The Normalized Cross Density Functional: A Framework to Quantify Statistical Dependence for Random Processes

This paper proposes a novel multivariate definition of statistical dependence between two continuous random processes (r.p.) using a functional methodology inspired by Alfr\'ed R\'enyi. The argument of the logarithm of mutual information between pairs of samples of a r.p., named here the normalized cross density (NCD), defines a symmetric and self-adjoint positive definite function. We show that maximizing the alternating covariance estimation (ACE) recursion, applied to each of the joint probability density of input sample pairs, obeys all the properties of Renyi's maximal correlation. We propose the NCD's eigenspectrum as a novel multivariate measure of the statistical dependence between the input and output r.p. The multivariate statistical dependence can also be estimated directly from r.p. realizations. The proposed functional maximum correlation algorithm (FMCA) is applied to a machine learning architecture built from two neural networks that learn concurrently by approximating each others' outputs. We prove that the FMCA optimal solution is an equilibrium point that estimates the eigenspectrum of the cross density kernel. Preliminary results with synthetic data and medium size image datasets corroborate the theory.

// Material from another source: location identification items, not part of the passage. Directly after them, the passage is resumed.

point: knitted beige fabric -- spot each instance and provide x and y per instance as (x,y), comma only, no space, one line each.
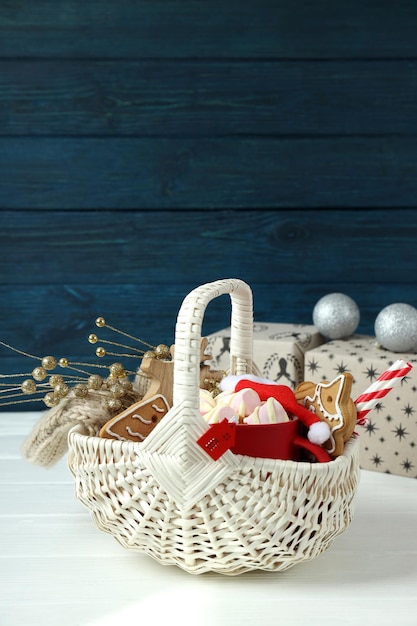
(48,441)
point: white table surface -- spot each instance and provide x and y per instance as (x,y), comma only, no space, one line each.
(57,569)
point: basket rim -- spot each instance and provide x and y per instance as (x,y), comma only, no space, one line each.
(132,448)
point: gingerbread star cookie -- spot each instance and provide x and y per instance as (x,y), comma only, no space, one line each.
(332,403)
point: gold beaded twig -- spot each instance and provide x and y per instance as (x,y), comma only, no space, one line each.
(116,384)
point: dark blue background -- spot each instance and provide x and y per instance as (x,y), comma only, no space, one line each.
(147,147)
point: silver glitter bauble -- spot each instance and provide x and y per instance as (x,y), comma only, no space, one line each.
(336,316)
(396,327)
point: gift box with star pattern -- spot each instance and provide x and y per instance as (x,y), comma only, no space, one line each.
(278,350)
(389,440)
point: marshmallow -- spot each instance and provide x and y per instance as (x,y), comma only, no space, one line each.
(269,412)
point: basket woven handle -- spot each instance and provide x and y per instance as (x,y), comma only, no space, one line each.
(188,336)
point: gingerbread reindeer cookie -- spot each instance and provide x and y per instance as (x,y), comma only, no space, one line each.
(332,403)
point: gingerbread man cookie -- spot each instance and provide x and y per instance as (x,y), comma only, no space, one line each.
(137,421)
(332,403)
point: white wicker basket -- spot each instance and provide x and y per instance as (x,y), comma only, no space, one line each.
(167,498)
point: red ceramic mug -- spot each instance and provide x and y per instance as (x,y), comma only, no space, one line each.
(275,441)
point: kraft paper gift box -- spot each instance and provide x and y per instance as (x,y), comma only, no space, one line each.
(278,350)
(389,440)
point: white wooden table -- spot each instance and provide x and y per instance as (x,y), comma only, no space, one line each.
(58,569)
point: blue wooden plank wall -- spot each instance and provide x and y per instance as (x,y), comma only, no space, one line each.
(149,146)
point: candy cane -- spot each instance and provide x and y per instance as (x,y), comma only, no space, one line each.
(379,389)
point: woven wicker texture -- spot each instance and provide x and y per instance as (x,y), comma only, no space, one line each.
(167,498)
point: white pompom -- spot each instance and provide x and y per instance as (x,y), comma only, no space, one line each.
(318,433)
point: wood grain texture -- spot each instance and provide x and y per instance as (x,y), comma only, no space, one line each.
(268,247)
(208,173)
(168,28)
(207,98)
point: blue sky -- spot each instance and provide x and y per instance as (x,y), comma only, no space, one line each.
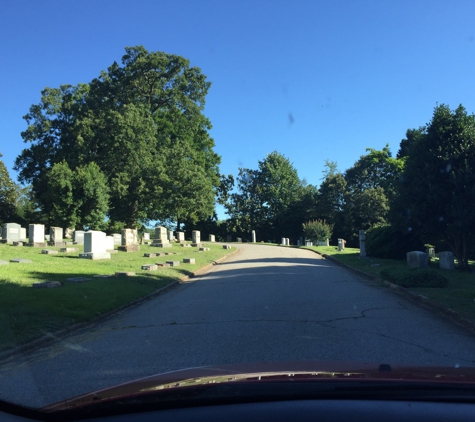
(313,80)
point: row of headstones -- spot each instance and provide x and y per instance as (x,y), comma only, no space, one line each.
(163,237)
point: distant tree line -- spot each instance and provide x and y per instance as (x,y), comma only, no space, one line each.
(132,146)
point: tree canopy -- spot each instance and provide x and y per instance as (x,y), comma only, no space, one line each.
(8,194)
(438,188)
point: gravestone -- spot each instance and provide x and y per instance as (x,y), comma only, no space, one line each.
(78,237)
(150,267)
(67,250)
(173,263)
(130,241)
(110,244)
(195,238)
(341,244)
(95,246)
(49,251)
(117,238)
(446,260)
(170,235)
(362,243)
(36,235)
(161,238)
(11,232)
(56,236)
(417,259)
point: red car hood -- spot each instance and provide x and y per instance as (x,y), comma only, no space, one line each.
(272,372)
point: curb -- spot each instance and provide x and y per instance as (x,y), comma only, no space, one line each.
(420,300)
(49,338)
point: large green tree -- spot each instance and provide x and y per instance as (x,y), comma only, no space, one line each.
(376,169)
(126,121)
(265,197)
(438,189)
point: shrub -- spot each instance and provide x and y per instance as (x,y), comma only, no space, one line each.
(415,277)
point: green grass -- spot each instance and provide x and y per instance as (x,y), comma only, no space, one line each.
(459,294)
(27,313)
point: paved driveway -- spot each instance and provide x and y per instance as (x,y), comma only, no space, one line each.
(264,304)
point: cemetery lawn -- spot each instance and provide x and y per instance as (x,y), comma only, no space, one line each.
(28,313)
(459,295)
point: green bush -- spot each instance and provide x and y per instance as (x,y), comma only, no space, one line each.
(388,243)
(415,277)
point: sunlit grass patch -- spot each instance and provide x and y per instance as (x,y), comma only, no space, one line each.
(27,313)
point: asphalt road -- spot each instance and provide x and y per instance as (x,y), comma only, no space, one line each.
(263,304)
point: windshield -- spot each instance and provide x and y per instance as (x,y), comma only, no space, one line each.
(185,184)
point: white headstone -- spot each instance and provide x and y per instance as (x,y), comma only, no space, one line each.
(129,237)
(95,242)
(78,237)
(195,237)
(56,234)
(446,260)
(109,243)
(11,232)
(161,235)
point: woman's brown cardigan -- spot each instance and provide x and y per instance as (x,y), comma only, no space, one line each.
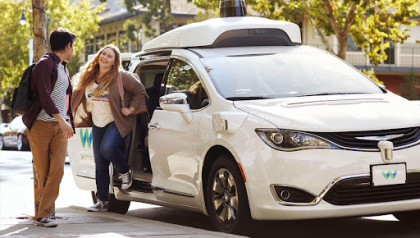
(134,93)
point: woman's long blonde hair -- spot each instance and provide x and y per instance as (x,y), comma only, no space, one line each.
(90,70)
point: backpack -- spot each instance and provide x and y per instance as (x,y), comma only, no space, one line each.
(23,97)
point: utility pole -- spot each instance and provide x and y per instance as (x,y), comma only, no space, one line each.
(40,43)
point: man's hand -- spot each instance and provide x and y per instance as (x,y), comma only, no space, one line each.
(65,126)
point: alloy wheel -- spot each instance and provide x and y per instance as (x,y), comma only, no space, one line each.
(19,142)
(224,195)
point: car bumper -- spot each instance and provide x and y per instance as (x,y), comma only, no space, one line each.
(315,172)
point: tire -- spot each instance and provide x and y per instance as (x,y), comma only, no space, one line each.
(2,147)
(117,206)
(410,218)
(226,197)
(19,145)
(114,205)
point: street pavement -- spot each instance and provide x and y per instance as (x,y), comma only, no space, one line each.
(16,208)
(144,220)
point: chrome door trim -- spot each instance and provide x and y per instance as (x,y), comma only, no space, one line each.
(173,192)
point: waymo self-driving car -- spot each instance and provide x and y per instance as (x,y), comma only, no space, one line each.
(246,123)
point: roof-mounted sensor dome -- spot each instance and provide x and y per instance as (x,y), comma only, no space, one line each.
(232,8)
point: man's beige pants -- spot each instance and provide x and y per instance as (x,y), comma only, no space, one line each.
(49,148)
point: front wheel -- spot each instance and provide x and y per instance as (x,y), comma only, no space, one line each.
(411,218)
(226,197)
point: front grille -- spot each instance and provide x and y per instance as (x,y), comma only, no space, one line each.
(350,140)
(360,191)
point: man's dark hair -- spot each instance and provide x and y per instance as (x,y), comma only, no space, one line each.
(60,37)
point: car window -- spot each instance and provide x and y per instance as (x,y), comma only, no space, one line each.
(289,73)
(182,78)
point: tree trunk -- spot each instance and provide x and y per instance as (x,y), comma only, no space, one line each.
(342,47)
(40,28)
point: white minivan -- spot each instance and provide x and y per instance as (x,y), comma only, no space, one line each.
(245,123)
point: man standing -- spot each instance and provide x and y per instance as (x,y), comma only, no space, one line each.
(50,123)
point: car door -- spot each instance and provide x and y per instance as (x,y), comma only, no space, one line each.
(175,144)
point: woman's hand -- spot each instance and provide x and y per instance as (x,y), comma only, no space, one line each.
(127,111)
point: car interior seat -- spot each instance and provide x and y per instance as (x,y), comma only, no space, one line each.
(154,93)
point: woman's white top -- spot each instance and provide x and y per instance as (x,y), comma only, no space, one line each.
(99,106)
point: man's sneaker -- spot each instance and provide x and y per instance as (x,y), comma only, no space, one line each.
(45,222)
(100,206)
(127,180)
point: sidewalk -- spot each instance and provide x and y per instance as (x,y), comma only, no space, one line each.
(77,222)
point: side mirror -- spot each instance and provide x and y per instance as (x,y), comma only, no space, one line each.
(177,102)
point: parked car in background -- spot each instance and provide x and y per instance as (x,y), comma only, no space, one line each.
(13,135)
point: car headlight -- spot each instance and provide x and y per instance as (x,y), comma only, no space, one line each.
(293,140)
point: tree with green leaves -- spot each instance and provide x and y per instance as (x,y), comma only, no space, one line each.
(81,18)
(372,24)
(133,31)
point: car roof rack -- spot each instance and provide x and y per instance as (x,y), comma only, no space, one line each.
(228,32)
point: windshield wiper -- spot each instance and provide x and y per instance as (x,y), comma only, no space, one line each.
(323,94)
(246,98)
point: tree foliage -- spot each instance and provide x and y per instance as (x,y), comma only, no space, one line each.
(81,18)
(369,22)
(133,32)
(159,10)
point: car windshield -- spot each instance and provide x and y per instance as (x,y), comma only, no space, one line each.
(285,73)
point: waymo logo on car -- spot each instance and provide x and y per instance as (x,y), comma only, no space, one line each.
(390,174)
(86,137)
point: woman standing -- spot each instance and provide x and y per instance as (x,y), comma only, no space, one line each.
(97,103)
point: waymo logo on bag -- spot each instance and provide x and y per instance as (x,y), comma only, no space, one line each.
(86,138)
(390,174)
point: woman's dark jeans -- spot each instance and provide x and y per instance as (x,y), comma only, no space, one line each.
(107,147)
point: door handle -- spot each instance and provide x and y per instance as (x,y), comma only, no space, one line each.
(154,126)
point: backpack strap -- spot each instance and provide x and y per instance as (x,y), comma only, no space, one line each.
(52,72)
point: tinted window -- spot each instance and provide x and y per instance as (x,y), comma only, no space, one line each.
(182,78)
(290,72)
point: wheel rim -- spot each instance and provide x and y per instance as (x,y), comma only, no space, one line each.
(225,197)
(20,143)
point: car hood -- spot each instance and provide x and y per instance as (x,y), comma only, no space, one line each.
(336,113)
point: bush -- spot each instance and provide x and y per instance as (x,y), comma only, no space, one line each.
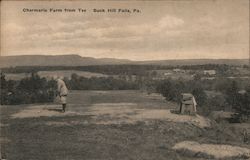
(29,90)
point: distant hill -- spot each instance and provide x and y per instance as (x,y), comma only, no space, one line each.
(197,62)
(76,60)
(59,60)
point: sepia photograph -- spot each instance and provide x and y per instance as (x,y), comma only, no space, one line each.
(125,80)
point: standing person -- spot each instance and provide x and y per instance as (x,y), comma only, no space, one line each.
(62,92)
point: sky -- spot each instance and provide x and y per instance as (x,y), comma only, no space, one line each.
(157,30)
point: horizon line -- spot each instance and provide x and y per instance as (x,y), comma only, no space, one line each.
(125,58)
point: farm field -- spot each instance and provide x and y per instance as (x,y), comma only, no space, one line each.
(122,125)
(50,74)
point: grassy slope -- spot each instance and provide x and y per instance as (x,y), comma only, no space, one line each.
(30,138)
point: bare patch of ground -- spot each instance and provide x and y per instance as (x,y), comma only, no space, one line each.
(41,111)
(217,151)
(112,113)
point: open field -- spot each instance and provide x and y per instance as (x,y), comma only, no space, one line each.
(51,74)
(119,125)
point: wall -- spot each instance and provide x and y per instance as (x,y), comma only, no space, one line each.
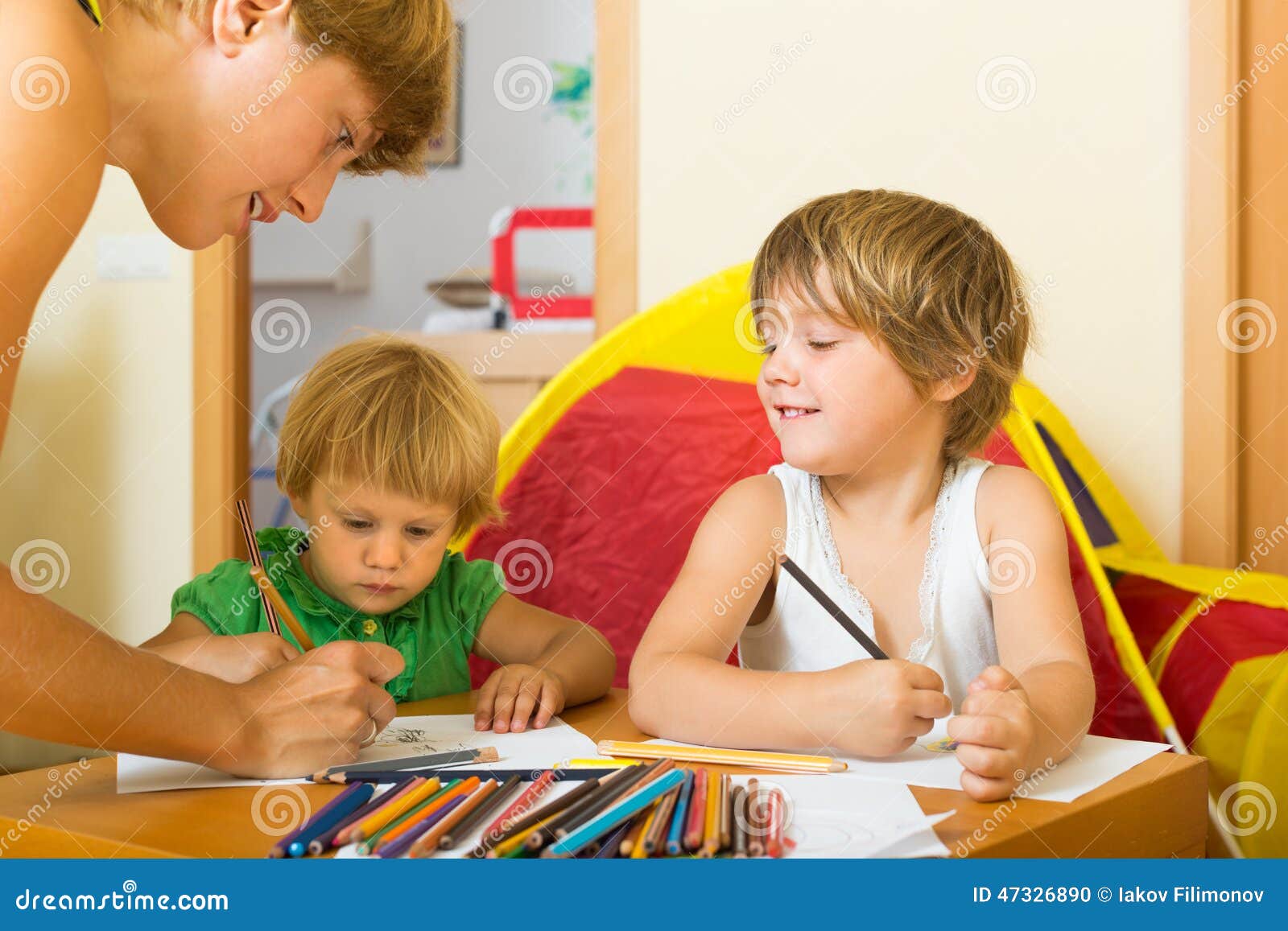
(98,455)
(1060,128)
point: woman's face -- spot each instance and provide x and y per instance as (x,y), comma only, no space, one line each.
(274,122)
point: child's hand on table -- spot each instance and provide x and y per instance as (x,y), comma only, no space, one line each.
(880,707)
(510,695)
(997,735)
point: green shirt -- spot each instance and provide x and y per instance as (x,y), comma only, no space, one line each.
(435,631)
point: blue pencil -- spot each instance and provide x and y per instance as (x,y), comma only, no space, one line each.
(280,847)
(332,815)
(601,824)
(675,836)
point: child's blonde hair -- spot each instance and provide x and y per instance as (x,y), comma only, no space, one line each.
(396,414)
(405,55)
(934,283)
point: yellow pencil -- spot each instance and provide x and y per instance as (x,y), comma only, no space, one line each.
(755,759)
(380,818)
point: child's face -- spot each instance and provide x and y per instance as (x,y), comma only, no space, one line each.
(275,116)
(836,397)
(373,550)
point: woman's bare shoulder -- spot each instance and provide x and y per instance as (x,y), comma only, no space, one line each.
(56,128)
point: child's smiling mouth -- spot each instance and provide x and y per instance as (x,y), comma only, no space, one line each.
(786,412)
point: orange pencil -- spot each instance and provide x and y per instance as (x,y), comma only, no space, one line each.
(461,789)
(378,819)
(712,836)
(428,842)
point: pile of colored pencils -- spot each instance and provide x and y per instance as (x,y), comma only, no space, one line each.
(635,811)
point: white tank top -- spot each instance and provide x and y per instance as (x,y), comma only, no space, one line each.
(957,637)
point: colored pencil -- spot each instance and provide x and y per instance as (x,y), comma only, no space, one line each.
(522,806)
(832,608)
(693,828)
(609,847)
(283,611)
(592,801)
(740,836)
(755,821)
(720,756)
(428,841)
(401,845)
(257,562)
(777,810)
(300,845)
(476,817)
(539,815)
(339,801)
(622,810)
(712,832)
(373,823)
(727,813)
(410,819)
(675,836)
(322,842)
(566,776)
(405,763)
(654,838)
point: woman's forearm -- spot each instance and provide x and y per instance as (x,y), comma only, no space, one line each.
(64,680)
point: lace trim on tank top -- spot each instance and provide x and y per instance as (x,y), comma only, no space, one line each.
(929,587)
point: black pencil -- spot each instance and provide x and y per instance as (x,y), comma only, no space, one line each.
(832,608)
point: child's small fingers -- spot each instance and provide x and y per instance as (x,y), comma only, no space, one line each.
(551,703)
(506,695)
(985,761)
(486,703)
(523,706)
(985,789)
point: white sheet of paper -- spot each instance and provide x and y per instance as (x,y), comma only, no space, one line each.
(1092,764)
(532,748)
(830,818)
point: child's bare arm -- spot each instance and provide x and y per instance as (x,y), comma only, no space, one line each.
(682,688)
(547,662)
(1038,703)
(187,641)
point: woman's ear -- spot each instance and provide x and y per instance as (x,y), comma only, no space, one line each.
(961,379)
(236,23)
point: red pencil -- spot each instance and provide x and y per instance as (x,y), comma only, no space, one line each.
(695,830)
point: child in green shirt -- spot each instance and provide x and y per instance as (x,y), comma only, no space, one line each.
(388,450)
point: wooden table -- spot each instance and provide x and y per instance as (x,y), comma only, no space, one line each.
(1157,809)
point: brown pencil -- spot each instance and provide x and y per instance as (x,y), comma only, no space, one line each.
(283,611)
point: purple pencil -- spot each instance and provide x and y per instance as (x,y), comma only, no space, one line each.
(399,847)
(281,847)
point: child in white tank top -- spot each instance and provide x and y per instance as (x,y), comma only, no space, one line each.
(893,330)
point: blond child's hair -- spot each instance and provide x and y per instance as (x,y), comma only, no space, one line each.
(931,282)
(398,415)
(405,55)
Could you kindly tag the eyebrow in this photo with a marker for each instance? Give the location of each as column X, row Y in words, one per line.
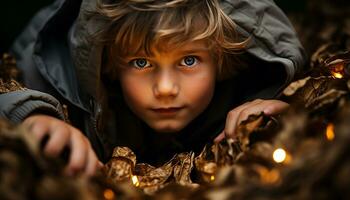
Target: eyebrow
column 189, row 51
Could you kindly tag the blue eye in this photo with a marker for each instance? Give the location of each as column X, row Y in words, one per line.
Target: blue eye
column 189, row 61
column 140, row 63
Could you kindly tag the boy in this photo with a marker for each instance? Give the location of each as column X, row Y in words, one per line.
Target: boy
column 156, row 76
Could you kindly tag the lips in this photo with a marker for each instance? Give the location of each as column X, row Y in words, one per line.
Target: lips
column 167, row 111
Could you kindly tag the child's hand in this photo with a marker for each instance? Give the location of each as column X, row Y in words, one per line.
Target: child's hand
column 241, row 113
column 82, row 158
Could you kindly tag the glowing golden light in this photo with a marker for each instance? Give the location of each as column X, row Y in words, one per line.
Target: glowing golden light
column 269, row 176
column 330, row 132
column 135, row 181
column 279, row 155
column 212, row 178
column 108, row 194
column 337, row 75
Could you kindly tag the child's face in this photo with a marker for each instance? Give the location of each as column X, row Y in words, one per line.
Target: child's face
column 168, row 89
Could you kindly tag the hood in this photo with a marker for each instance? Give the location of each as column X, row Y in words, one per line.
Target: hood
column 272, row 39
column 274, row 50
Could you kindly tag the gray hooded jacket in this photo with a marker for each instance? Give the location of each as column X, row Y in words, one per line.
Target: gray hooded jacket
column 61, row 66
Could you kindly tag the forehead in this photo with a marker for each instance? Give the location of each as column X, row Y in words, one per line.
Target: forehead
column 185, row 46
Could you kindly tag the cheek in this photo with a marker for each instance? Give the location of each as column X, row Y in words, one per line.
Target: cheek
column 200, row 89
column 134, row 90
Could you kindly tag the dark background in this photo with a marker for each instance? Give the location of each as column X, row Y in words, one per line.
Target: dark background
column 14, row 15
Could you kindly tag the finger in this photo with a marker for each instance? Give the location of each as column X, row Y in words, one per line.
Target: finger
column 39, row 130
column 220, row 137
column 275, row 107
column 234, row 118
column 92, row 163
column 78, row 156
column 59, row 138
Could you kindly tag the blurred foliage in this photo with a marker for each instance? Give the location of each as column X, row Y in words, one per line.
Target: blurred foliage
column 14, row 15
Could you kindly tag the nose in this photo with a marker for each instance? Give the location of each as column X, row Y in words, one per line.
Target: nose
column 166, row 84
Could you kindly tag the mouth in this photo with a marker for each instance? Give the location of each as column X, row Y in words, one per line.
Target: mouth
column 167, row 111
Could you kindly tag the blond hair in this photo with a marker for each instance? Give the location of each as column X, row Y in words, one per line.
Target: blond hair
column 135, row 25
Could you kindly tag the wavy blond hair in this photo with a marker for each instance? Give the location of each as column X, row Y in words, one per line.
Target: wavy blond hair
column 136, row 25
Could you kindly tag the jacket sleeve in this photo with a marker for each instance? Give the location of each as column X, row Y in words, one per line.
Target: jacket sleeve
column 17, row 105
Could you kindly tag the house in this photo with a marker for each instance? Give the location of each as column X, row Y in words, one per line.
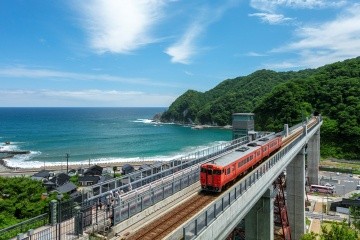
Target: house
column 49, row 185
column 145, row 169
column 60, row 179
column 68, row 188
column 127, row 168
column 43, row 174
column 94, row 171
column 105, row 178
column 88, row 180
column 72, row 172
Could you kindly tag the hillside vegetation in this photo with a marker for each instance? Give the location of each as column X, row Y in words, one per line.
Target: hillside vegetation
column 285, row 97
column 20, row 199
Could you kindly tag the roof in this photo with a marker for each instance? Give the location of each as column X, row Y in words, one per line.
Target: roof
column 67, row 187
column 89, row 179
column 145, row 167
column 105, row 178
column 127, row 166
column 231, row 157
column 157, row 164
column 42, row 173
column 96, row 167
column 60, row 178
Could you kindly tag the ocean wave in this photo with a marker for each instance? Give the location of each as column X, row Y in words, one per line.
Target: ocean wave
column 141, row 120
column 26, row 160
column 22, row 161
column 8, row 147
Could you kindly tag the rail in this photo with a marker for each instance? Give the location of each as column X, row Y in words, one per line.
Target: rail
column 143, row 177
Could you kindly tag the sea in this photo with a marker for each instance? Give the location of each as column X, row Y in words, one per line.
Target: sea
column 97, row 135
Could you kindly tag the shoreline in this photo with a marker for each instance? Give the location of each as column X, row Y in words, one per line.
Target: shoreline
column 5, row 169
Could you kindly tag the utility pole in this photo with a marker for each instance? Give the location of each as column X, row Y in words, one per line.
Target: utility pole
column 67, row 163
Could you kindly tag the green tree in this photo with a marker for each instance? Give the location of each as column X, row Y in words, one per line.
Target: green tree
column 355, row 217
column 309, row 236
column 114, row 170
column 338, row 232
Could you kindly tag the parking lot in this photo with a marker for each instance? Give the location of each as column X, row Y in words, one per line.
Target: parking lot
column 343, row 182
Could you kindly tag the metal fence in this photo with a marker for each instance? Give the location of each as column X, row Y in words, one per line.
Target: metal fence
column 159, row 170
column 33, row 223
column 152, row 195
column 206, row 217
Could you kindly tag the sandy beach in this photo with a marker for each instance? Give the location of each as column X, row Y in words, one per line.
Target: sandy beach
column 9, row 171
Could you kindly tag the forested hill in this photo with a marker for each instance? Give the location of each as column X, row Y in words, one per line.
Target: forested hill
column 216, row 106
column 285, row 97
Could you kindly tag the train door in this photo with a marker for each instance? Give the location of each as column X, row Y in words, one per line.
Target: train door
column 209, row 177
column 233, row 172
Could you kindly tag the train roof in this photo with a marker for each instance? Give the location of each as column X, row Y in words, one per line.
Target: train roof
column 238, row 153
column 264, row 140
column 243, row 150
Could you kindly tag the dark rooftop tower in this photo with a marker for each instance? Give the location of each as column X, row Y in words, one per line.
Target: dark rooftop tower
column 242, row 124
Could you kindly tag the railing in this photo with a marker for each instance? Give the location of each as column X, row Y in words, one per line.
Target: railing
column 24, row 226
column 138, row 178
column 141, row 177
column 152, row 195
column 206, row 217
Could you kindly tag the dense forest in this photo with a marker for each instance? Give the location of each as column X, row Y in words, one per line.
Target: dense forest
column 285, row 97
column 20, row 199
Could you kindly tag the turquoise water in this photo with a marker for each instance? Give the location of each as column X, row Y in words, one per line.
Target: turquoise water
column 98, row 134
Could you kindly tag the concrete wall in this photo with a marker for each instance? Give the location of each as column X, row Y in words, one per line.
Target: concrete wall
column 231, row 217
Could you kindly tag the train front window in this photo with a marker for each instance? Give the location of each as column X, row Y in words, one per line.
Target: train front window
column 217, row 172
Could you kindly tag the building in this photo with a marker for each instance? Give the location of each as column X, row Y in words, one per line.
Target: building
column 242, row 124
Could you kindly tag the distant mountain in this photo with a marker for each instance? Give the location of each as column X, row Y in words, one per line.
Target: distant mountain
column 284, row 97
column 241, row 94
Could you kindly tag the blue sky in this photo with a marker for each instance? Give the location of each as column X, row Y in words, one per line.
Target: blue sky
column 133, row 53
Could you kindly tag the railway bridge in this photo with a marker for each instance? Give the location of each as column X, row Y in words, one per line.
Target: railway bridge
column 251, row 199
column 165, row 202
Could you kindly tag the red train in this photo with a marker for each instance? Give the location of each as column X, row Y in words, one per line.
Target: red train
column 216, row 175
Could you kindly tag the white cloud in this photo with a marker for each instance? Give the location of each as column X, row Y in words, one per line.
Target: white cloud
column 23, row 72
column 120, row 26
column 255, row 54
column 186, row 47
column 271, row 5
column 328, row 42
column 271, row 18
column 92, row 97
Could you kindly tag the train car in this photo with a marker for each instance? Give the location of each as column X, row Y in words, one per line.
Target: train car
column 216, row 175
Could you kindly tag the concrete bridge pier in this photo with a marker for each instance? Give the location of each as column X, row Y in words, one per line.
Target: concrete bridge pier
column 313, row 158
column 295, row 190
column 259, row 222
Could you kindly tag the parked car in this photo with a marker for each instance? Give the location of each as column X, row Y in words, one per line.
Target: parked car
column 329, row 185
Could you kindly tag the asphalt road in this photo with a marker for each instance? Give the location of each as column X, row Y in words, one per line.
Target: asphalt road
column 343, row 182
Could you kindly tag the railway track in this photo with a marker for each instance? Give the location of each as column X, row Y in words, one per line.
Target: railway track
column 165, row 224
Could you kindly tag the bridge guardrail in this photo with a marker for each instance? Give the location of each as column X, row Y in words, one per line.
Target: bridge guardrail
column 140, row 178
column 205, row 218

Four different strategies of applying the cross density kernel are proposed and thoroughly discussed to show the versatility and stability of the methodology, which transcends supervised learning. More specifically, when the two random processes are high-dimensional real-world images and a white uniform noise process, the algorithm learns a factorial code i.e., the occurrence of a code guarantees that a certain input in the training image set was present, which is quite important for feature learning.